I remember my first day of teaching. I wore a really cute (but professional) outfit. I did my hair and makeup in a fashion that transformed my childish face. I had all my copies made and syllabi placed into perfectly rectangular piles on the front desk. I had my “game-face” on; I wasn’t going to smile until Christmas.
I had no clue what I was doing.
That changed, though. I can honestly say I am a good teacher. In the past, I had administrators who tried to convince me otherwise, but I know the truth, now. I had to leave my comfort zone in order to see it. No, I do not “go by the book.” I never have. I’ve made teaching my own and I will miss it if God chooses a different path for me next year.
I’ve been placed in an awkward situation. No one (within an hour of driving) is hiring. Print is going out, so newspapers aren’t hiring. I have three choices: accept the half-time contract from Clarke County, possibly work at Clinique full-time (for about the same pay as teaching half-time), or choose an alternate route.
I was supposed to have my answer by Friday, but received an apologetic email saying it would “take more time,” instead. This state of career-purgatory is driving me crazy. I wish I knew where I would be next year. I know I’m not working on my time, but I wish God’s truth would be revealed sooner rather than later. I know: I’m impatient.

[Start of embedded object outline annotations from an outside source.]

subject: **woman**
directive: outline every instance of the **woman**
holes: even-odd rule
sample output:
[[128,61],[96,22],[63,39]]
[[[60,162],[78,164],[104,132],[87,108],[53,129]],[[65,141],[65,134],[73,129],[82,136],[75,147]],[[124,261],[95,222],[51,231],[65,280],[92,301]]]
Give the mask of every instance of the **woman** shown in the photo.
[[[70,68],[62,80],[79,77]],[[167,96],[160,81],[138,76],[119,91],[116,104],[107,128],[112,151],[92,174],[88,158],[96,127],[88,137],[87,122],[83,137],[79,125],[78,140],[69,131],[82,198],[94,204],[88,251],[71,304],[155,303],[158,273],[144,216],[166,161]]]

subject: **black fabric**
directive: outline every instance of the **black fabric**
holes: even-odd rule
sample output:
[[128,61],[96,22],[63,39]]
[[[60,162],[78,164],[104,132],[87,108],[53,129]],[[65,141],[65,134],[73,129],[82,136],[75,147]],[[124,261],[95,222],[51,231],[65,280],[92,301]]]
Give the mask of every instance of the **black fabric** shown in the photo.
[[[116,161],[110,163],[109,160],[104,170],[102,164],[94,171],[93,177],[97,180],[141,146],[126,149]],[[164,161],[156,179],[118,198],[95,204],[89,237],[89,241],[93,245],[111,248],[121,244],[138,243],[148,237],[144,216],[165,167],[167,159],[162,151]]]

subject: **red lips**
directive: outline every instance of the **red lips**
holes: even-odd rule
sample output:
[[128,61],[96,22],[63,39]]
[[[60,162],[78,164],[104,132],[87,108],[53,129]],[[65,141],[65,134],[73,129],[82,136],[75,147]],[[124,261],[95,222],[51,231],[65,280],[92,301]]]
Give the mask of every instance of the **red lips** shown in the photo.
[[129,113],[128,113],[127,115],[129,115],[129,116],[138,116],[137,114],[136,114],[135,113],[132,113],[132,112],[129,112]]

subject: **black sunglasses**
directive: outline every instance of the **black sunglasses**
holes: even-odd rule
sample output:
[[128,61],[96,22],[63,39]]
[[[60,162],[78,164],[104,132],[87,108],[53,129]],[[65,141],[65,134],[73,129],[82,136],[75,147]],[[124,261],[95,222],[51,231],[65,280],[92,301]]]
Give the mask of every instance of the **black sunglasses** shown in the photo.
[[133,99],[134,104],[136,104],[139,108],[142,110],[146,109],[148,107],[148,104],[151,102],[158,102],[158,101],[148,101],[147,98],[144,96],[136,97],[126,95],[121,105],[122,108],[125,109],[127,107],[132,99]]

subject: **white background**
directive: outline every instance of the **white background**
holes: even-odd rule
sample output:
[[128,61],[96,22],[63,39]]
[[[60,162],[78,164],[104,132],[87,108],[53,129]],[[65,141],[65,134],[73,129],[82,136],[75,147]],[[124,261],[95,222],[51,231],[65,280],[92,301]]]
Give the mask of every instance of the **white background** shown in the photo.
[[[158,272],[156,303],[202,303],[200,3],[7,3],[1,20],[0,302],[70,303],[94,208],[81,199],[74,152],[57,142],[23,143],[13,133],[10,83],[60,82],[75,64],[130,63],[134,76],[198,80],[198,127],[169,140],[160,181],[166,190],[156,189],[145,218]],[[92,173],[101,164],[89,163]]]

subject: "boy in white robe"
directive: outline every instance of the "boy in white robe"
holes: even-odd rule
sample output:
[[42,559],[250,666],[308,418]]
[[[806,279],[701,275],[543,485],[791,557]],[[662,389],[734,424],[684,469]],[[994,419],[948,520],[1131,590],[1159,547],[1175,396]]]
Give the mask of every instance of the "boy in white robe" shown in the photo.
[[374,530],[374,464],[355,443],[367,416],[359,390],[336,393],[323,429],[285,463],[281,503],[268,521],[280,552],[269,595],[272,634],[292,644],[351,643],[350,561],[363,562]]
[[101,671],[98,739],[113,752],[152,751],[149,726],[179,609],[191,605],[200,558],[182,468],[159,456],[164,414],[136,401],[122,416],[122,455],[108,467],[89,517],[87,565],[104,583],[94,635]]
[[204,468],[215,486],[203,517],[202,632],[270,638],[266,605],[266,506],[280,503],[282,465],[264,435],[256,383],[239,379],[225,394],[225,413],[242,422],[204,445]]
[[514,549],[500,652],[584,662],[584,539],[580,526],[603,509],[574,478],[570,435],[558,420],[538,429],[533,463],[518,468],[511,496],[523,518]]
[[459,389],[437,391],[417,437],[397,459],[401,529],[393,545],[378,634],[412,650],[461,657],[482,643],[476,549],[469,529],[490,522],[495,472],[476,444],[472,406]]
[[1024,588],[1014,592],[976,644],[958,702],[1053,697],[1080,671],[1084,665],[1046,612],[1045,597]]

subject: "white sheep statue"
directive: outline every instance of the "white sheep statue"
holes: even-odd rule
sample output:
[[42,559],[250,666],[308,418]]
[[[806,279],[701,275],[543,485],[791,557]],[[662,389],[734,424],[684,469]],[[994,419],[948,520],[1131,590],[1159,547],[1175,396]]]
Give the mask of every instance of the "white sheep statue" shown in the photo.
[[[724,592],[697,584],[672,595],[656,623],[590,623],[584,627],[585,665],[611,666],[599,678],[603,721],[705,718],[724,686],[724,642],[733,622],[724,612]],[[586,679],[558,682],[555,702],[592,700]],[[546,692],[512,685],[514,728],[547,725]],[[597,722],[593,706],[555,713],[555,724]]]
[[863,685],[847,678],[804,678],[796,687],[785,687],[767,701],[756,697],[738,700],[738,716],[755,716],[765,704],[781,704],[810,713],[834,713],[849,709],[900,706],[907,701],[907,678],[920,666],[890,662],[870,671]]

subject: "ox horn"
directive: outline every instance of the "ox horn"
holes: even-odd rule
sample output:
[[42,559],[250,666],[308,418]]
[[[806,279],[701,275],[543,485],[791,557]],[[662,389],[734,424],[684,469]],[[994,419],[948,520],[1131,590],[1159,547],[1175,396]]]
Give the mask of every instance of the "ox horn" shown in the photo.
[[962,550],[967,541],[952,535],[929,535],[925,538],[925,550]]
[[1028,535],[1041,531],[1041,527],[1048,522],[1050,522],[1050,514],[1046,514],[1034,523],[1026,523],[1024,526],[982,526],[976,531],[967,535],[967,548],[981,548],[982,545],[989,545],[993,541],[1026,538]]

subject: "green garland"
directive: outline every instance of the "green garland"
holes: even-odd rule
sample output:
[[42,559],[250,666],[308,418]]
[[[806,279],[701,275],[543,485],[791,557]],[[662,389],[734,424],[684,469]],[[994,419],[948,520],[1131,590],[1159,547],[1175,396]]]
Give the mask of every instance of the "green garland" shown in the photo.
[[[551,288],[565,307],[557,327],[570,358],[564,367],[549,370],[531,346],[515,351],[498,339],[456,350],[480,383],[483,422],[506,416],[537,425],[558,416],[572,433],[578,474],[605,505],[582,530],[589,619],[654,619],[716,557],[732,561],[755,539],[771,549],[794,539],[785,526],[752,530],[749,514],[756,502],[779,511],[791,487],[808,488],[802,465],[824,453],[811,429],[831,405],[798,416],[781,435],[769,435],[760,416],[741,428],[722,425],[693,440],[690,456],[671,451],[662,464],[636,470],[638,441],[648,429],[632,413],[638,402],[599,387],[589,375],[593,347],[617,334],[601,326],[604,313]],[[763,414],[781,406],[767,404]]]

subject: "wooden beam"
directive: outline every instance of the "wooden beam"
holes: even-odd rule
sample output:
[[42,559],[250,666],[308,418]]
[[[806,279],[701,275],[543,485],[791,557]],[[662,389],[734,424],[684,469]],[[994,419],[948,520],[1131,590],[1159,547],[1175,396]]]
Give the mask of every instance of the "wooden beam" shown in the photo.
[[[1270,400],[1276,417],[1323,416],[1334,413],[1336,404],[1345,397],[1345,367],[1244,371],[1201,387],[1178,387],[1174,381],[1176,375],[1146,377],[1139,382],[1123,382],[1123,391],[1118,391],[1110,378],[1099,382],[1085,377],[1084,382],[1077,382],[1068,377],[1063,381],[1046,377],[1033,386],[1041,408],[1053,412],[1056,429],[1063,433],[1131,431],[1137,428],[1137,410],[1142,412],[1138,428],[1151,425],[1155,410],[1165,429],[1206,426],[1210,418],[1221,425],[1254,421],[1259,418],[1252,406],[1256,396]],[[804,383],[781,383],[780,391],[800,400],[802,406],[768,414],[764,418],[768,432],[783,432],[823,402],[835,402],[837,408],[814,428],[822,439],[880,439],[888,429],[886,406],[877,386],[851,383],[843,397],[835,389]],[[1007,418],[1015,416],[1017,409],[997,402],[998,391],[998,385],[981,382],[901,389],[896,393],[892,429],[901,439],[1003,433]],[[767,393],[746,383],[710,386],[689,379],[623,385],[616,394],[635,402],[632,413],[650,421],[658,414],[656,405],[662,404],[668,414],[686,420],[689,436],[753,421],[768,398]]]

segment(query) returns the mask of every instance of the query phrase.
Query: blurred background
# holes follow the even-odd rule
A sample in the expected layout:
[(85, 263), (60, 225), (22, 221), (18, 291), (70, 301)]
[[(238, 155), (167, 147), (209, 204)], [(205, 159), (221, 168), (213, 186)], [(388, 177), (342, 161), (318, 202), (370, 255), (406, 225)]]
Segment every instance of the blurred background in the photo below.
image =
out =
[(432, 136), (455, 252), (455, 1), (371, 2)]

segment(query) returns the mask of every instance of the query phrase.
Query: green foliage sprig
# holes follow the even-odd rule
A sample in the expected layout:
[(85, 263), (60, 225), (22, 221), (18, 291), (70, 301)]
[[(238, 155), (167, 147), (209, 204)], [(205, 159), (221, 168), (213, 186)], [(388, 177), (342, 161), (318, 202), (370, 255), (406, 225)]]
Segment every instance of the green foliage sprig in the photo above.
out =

I may not know about my future, but I do know this: today is the last official day of school — the last Monday. I don’t know if this is my last day teaching or not, but I must treat it as such in order to live for today. After all, we don’t know where we’ll be tomorrow. And if tomorrow doesn’t come, all we can do is be happy we lived for the present and not waited for the future — or, at least, didn’t waste our time worrying about it.
Hello (again), Monday. I am going to seize you.